Chinese sentence level sentiment analysis

Chinese version README

Model Dev Test
TextCNN 92.07 / 91.46 93.56 / 92.95
Bi-LSTM 92.26 / 91.69 93.54 / 92.64
RCNN 92.73 / 92.31 94.08 / 93.48
BERT 95.28 / 94.82 95.50 / 95.00

Notes:

  1. The results report the highest accuracy and the mean accuracy of 10 times running respectively.
  2. The Bi-LSTM consists of 3 bidirectional LSTM layers, while the RCNN achieves the results with only 1 bidirectional layer

Dataset

cd data
tar -zxf chnsenticorp.tgz

Requirements

pip whenever there is any missing module
Below, I document some notes about Chinese text segmentation and pretrained models

Chinese text segmentation & Word embeddings

Needed by: TextCNN, RNN, RCNN

Since there are no blanks in Chinese, I need some text segmentation tool to preprocess each sentence into a sequence of words.
Here, I adopt jieba, which is popular among Chinese NLP communities.

Then, I use the pretrained word embeddings sgns.renmin.bigram-char to convert each discrete word into a dense word vector.

BERT pretrained with Chinese corpora

bert-wwm-ext

It's quite easy to implement a bert-based model with the interfaces provided by hugging face.
But actually it took me a while to read through its implementation. For the seek of trade-off between easy adoption and software engineering, the details behind those interfaces are quite complicated.

I recommend this handout for breaking down a transformer into pieces and understanding this model.

Notes about dataloader

I implement a dataloader from scratch to package data samples into batches.

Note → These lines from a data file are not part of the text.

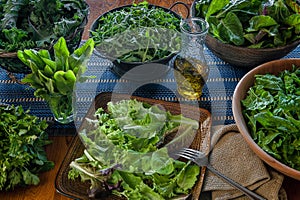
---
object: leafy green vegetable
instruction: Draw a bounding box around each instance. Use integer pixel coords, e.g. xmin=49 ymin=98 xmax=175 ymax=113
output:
xmin=194 ymin=0 xmax=300 ymax=48
xmin=17 ymin=37 xmax=94 ymax=123
xmin=69 ymin=99 xmax=200 ymax=199
xmin=242 ymin=64 xmax=300 ymax=170
xmin=0 ymin=0 xmax=88 ymax=52
xmin=90 ymin=1 xmax=181 ymax=63
xmin=0 ymin=104 xmax=54 ymax=190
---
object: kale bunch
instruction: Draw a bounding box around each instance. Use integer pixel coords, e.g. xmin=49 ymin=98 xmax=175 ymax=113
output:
xmin=0 ymin=0 xmax=88 ymax=52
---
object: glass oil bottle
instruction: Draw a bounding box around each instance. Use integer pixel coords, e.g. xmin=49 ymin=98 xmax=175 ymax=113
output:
xmin=173 ymin=17 xmax=209 ymax=100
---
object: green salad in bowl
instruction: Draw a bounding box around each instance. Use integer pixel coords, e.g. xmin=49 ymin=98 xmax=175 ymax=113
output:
xmin=233 ymin=59 xmax=300 ymax=180
xmin=193 ymin=0 xmax=300 ymax=48
xmin=192 ymin=0 xmax=300 ymax=68
xmin=90 ymin=1 xmax=184 ymax=76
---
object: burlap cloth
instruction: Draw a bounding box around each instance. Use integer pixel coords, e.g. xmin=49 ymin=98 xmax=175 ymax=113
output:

I knew that there were some helpful utility modules, such as TorchText, which could facilitate the data reading procedure. But when I started this experiment (2020.1), the TorchText version was 0.4, and there weren't any thorough documentations or tutorials about this module.
What's more, after investigating this module for a while, I found that it's hard to prepare data samples for BERT.

Commands

TextCNN

python main.py --model_name=cnn --dataset_dir=data/chnsenticorp --freeze=True --repeat=10 --epochs=100 --save_dir=.

Bi-LSTM

python main.py --model_name=rnn --dataset_dir=data/chnsenticorp --freeze=True --include_length=True --repeat=10 --epochs=100 --save_dir=.

RCNN

python main.py --model_name=rcnn --dataset_dir=data/chnsenticorp --freeze=True --include_length=True --repeat=10 --epochs=100 --save_dir=.

BERT

python main.py --model_name=bert --dataset_dir=data/chnsenticorp --freeze=True --include_length=True --max_len=128 --batch_size=32 --repeat=10 --epochs=100 --save_dir=. 

Due to the limited memory of GPU, you should carefully set the max_len and batch_size.
However, the upper limit of max_len is 512, because the position embedding in BERT can only support sentences with at most 512 tokens.